Protein tyrosine phosphatases (
PTPs) constitute a diverse family of
enzymes that, together with
protein tyrosine kinases, control the level of intracellular
tyrosine phosphorylation, thus regulating many cellular functions. PTP1B negatively regulates
insulin signaling, in part, by dephosphorylating key
tyrosine residues within the regulatory domain of the beta-subunit of the
insulin receptor, thereby attenuating receptor
kinase activity. Inhibitors of PTP1B would therefore have the potential of prolonging the phosphorylated (activated) state of the
insulin receptor and are anticipated to be a novel treatment of the
insulin resistance characteristic of
type 2 diabetes. We previously reported a series of small molecular weight
peptidomimetics as competitive inhibitors of PTP1B, with the most active analogues having K(i) values in the low nanomolar range.

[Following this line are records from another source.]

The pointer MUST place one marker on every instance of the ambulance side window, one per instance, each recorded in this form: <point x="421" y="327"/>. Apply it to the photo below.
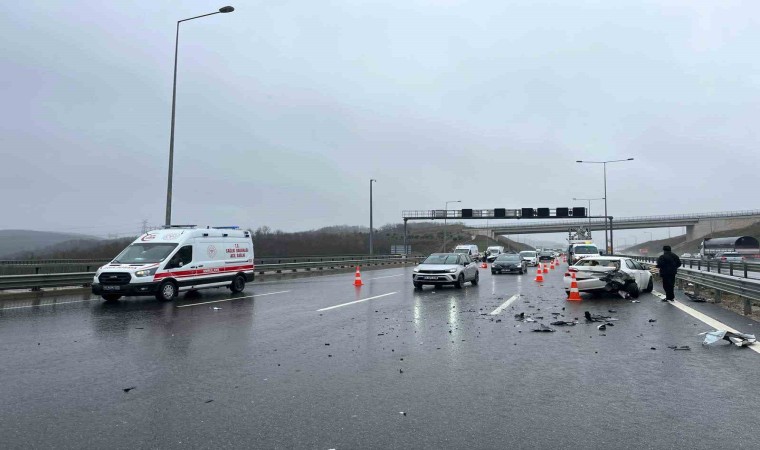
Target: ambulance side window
<point x="182" y="257"/>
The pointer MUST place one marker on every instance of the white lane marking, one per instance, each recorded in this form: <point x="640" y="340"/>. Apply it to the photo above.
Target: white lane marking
<point x="231" y="299"/>
<point x="388" y="276"/>
<point x="355" y="301"/>
<point x="47" y="304"/>
<point x="704" y="318"/>
<point x="504" y="305"/>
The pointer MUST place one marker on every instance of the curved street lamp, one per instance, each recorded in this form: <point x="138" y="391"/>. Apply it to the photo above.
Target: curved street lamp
<point x="606" y="218"/>
<point x="222" y="10"/>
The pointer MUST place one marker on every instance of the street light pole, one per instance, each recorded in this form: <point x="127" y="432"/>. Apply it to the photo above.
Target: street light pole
<point x="589" y="209"/>
<point x="445" y="221"/>
<point x="371" y="228"/>
<point x="223" y="10"/>
<point x="606" y="215"/>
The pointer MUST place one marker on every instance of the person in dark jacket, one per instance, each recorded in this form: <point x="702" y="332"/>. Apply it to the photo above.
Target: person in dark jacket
<point x="668" y="263"/>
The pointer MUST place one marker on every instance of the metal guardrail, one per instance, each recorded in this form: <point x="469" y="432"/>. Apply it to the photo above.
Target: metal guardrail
<point x="38" y="281"/>
<point x="29" y="267"/>
<point x="746" y="288"/>
<point x="710" y="265"/>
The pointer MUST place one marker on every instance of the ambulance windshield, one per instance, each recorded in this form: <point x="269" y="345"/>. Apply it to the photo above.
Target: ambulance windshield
<point x="145" y="253"/>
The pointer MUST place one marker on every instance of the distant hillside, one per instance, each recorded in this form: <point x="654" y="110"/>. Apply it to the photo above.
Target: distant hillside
<point x="681" y="245"/>
<point x="339" y="240"/>
<point x="18" y="241"/>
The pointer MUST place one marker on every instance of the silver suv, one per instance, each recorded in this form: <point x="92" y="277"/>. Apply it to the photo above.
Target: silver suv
<point x="446" y="268"/>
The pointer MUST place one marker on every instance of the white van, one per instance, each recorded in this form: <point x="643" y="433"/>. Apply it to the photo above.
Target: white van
<point x="471" y="250"/>
<point x="178" y="258"/>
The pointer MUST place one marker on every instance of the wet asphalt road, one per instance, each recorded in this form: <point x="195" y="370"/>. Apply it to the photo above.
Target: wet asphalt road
<point x="259" y="373"/>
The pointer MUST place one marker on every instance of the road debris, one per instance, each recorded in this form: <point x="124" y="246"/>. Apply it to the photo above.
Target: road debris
<point x="683" y="347"/>
<point x="738" y="339"/>
<point x="597" y="317"/>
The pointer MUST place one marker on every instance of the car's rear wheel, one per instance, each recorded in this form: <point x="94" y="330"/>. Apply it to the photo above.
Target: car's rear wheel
<point x="633" y="289"/>
<point x="650" y="286"/>
<point x="167" y="291"/>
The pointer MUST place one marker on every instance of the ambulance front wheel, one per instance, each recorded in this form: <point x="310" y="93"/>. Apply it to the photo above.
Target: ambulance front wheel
<point x="238" y="284"/>
<point x="166" y="291"/>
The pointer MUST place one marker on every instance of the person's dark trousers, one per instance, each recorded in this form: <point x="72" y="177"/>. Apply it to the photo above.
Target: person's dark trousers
<point x="668" y="283"/>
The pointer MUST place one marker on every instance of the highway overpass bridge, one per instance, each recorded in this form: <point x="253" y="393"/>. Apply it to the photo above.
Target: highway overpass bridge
<point x="697" y="225"/>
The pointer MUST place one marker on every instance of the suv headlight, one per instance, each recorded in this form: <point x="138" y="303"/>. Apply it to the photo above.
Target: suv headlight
<point x="146" y="273"/>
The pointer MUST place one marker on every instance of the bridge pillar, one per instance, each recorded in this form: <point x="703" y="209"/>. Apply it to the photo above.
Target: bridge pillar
<point x="690" y="233"/>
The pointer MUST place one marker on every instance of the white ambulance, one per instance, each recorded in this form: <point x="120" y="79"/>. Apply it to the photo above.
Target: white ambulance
<point x="178" y="258"/>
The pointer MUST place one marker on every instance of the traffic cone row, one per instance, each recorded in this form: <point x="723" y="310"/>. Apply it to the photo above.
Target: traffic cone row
<point x="358" y="278"/>
<point x="539" y="274"/>
<point x="575" y="295"/>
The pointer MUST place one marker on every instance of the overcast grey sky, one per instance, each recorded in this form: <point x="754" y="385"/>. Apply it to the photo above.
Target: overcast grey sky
<point x="287" y="108"/>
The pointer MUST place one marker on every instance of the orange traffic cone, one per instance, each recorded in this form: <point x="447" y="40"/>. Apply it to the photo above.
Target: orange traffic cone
<point x="539" y="277"/>
<point x="575" y="295"/>
<point x="358" y="278"/>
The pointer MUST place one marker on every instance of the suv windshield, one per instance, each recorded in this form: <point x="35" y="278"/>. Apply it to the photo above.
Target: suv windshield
<point x="441" y="258"/>
<point x="145" y="253"/>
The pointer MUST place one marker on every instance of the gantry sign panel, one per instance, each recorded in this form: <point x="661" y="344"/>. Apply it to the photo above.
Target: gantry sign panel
<point x="497" y="213"/>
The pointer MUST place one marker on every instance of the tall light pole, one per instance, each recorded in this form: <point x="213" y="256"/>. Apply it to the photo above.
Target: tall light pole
<point x="606" y="216"/>
<point x="222" y="10"/>
<point x="445" y="216"/>
<point x="371" y="227"/>
<point x="589" y="209"/>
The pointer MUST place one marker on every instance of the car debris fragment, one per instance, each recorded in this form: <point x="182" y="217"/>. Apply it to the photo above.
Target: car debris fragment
<point x="736" y="338"/>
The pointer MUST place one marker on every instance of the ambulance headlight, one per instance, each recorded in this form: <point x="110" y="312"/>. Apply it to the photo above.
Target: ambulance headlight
<point x="146" y="272"/>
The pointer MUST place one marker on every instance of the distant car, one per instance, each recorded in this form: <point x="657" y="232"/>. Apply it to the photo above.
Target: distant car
<point x="530" y="257"/>
<point x="494" y="252"/>
<point x="729" y="257"/>
<point x="446" y="268"/>
<point x="471" y="250"/>
<point x="588" y="271"/>
<point x="545" y="256"/>
<point x="509" y="262"/>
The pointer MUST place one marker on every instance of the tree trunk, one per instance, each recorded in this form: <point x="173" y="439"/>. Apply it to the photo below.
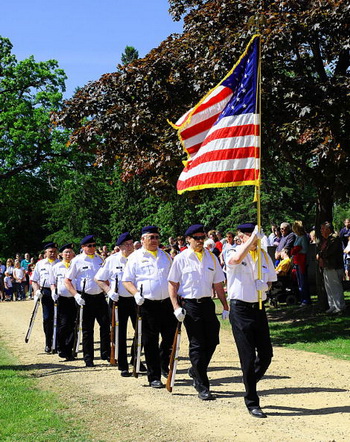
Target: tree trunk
<point x="324" y="212"/>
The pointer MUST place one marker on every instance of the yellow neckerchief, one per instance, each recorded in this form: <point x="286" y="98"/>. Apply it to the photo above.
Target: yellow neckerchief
<point x="199" y="254"/>
<point x="153" y="252"/>
<point x="254" y="254"/>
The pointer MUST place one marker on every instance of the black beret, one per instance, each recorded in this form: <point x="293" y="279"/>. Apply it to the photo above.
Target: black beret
<point x="195" y="228"/>
<point x="246" y="228"/>
<point x="50" y="245"/>
<point x="123" y="237"/>
<point x="87" y="239"/>
<point x="149" y="229"/>
<point x="66" y="246"/>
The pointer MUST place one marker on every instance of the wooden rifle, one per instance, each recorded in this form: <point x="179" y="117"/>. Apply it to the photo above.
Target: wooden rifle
<point x="174" y="357"/>
<point x="137" y="340"/>
<point x="55" y="311"/>
<point x="115" y="329"/>
<point x="32" y="319"/>
<point x="79" y="325"/>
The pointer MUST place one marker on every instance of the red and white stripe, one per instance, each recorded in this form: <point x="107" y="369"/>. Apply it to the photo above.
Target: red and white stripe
<point x="226" y="154"/>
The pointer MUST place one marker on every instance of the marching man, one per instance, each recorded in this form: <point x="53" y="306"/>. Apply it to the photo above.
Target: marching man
<point x="249" y="322"/>
<point x="67" y="310"/>
<point x="193" y="274"/>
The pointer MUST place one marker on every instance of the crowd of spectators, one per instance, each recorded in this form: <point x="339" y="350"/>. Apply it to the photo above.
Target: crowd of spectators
<point x="291" y="242"/>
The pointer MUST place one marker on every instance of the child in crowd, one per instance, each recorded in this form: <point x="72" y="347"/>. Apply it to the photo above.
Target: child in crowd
<point x="8" y="287"/>
<point x="284" y="265"/>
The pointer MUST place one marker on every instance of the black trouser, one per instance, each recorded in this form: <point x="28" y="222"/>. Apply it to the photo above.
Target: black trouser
<point x="67" y="313"/>
<point x="48" y="311"/>
<point x="157" y="318"/>
<point x="251" y="332"/>
<point x="95" y="307"/>
<point x="126" y="310"/>
<point x="202" y="327"/>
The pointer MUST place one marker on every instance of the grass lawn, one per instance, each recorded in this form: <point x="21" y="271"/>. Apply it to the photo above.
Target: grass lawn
<point x="308" y="329"/>
<point x="28" y="413"/>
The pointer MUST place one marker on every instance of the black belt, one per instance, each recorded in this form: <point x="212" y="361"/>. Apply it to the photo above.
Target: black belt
<point x="157" y="300"/>
<point x="246" y="304"/>
<point x="197" y="300"/>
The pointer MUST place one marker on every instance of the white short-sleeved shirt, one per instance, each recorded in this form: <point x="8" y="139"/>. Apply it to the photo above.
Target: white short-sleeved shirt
<point x="19" y="274"/>
<point x="58" y="275"/>
<point x="8" y="281"/>
<point x="112" y="267"/>
<point x="42" y="272"/>
<point x="151" y="272"/>
<point x="241" y="277"/>
<point x="83" y="268"/>
<point x="194" y="276"/>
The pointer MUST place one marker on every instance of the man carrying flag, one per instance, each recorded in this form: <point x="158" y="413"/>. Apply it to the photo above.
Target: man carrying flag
<point x="221" y="136"/>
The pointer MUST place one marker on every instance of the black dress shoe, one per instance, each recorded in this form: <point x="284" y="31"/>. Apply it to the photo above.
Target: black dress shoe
<point x="165" y="373"/>
<point x="156" y="384"/>
<point x="143" y="369"/>
<point x="205" y="395"/>
<point x="257" y="412"/>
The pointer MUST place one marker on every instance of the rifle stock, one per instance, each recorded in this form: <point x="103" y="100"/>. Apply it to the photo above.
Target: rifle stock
<point x="55" y="313"/>
<point x="114" y="330"/>
<point x="32" y="318"/>
<point x="79" y="325"/>
<point x="174" y="357"/>
<point x="137" y="340"/>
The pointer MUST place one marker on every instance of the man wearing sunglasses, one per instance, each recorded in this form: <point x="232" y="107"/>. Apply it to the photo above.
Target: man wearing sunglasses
<point x="81" y="284"/>
<point x="193" y="274"/>
<point x="41" y="286"/>
<point x="249" y="323"/>
<point x="148" y="268"/>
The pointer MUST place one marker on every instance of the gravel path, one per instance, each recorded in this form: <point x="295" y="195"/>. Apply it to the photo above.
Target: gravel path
<point x="305" y="395"/>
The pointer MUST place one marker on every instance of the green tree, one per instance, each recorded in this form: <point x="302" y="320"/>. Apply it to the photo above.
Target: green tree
<point x="129" y="55"/>
<point x="305" y="96"/>
<point x="29" y="91"/>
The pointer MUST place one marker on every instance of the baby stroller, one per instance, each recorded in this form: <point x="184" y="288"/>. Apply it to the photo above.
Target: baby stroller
<point x="284" y="290"/>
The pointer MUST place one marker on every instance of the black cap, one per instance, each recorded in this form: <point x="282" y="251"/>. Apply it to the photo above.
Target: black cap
<point x="122" y="238"/>
<point x="87" y="239"/>
<point x="195" y="228"/>
<point x="50" y="245"/>
<point x="66" y="246"/>
<point x="246" y="228"/>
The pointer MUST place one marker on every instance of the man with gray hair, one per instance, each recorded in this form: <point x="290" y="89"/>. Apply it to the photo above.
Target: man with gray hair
<point x="287" y="239"/>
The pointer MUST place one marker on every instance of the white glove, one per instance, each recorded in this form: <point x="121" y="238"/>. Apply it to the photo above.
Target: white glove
<point x="261" y="285"/>
<point x="54" y="296"/>
<point x="180" y="314"/>
<point x="113" y="295"/>
<point x="139" y="299"/>
<point x="258" y="234"/>
<point x="38" y="295"/>
<point x="225" y="314"/>
<point x="79" y="300"/>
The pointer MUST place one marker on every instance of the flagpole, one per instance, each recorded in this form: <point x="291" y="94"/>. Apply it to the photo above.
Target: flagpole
<point x="257" y="187"/>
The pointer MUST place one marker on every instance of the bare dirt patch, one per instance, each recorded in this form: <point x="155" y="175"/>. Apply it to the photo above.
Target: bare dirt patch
<point x="305" y="395"/>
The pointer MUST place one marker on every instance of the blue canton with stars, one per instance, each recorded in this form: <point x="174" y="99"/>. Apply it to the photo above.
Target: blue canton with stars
<point x="243" y="82"/>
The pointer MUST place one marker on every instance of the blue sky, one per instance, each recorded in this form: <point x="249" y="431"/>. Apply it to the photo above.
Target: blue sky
<point x="86" y="37"/>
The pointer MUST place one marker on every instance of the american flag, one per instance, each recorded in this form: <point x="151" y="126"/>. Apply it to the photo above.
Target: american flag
<point x="221" y="133"/>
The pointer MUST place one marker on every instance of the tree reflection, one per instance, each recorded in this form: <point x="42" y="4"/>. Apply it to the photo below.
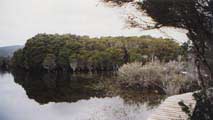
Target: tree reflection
<point x="65" y="87"/>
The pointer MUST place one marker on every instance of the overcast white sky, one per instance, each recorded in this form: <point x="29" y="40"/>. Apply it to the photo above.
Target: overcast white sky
<point x="22" y="19"/>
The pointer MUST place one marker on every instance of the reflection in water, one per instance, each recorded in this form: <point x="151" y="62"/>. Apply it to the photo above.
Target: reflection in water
<point x="68" y="97"/>
<point x="46" y="88"/>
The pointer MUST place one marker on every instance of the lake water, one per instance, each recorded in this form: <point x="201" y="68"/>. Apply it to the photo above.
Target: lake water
<point x="25" y="96"/>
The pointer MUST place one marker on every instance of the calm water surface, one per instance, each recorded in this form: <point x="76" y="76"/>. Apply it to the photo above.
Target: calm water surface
<point x="26" y="96"/>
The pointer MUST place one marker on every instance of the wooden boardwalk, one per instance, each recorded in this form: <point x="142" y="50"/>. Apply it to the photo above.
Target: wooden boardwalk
<point x="171" y="110"/>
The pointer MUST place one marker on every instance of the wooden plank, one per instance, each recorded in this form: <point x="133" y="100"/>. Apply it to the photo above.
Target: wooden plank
<point x="171" y="110"/>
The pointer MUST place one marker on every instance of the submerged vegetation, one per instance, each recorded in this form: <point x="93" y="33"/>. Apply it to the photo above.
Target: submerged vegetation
<point x="81" y="53"/>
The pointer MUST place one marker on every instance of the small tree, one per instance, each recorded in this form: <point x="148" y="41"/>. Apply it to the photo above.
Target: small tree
<point x="49" y="62"/>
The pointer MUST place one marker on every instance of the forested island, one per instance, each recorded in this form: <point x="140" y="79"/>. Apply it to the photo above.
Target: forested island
<point x="53" y="52"/>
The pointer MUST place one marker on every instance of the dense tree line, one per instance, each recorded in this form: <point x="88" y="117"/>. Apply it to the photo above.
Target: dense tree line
<point x="82" y="53"/>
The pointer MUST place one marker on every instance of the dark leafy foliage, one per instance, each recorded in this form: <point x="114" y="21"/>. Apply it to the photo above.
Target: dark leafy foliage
<point x="81" y="53"/>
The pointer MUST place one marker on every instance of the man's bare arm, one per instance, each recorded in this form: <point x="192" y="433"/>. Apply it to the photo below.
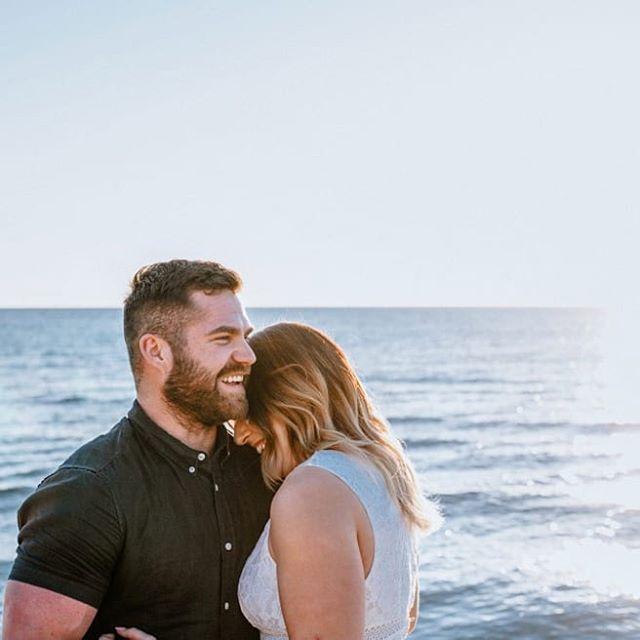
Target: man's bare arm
<point x="34" y="613"/>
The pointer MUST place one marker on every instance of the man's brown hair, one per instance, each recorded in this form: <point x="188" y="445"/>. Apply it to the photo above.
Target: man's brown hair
<point x="159" y="300"/>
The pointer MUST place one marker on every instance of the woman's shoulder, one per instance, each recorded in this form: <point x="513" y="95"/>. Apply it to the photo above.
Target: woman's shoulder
<point x="310" y="491"/>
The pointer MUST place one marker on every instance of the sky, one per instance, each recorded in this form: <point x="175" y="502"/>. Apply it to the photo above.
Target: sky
<point x="419" y="153"/>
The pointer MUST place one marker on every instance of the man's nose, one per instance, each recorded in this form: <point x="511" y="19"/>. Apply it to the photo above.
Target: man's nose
<point x="244" y="354"/>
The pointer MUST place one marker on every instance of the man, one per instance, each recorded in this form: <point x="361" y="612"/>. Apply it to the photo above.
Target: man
<point x="149" y="525"/>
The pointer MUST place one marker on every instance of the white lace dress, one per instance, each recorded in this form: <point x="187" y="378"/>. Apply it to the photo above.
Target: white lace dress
<point x="390" y="585"/>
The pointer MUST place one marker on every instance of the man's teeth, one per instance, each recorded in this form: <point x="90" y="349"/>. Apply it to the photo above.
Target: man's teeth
<point x="231" y="379"/>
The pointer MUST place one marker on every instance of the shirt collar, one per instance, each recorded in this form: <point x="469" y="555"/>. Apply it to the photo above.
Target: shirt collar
<point x="190" y="459"/>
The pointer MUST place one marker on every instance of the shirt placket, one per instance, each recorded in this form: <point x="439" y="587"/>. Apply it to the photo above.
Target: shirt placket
<point x="228" y="553"/>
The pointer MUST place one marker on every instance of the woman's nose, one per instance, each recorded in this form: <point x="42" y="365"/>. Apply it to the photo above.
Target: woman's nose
<point x="241" y="432"/>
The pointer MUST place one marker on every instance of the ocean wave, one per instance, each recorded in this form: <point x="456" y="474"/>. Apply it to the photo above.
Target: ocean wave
<point x="61" y="400"/>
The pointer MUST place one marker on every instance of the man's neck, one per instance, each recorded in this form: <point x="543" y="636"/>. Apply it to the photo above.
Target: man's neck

Furthermore, we confirmed that the O-carboxymethyl
salicylic acid moiety is a remarkably effective novel
phosphotyrosine mimetic. Because of the low cell permeability of this compound class, it was important to investigate the possibility of replacing one or both of the remaining carboxyl groups while maintaining PTP1B inhibitory activity. The analogues described herein further support the importance of an acidic functionality at both positions of the
tyrosine head moiety. An important discovery was the ortho
tetrazole analogue 29 (K(i) = 2.0 microM), which was equipotent to the dicarboxylic
acid analogue 2 (K(i) = 2.0 microM).
Solution of the X-ray cocrystal structure of the ortho
tetrazole analogue 29 bound to PTP1B revealed that the
tetrazole moiety is well-accommodated in the active site and binds in a fashion similar to the ortho carboxylate analogue 2 reported previously. This novel monocarboxylic
acid analogue revealed significantly higher Caco-2 cell permeability as compared to all previous compounds. Furthermore, compound 29 exhibited modest enhancement of
insulin-stimulated
2-deoxyglucose uptake by L6 myocytes.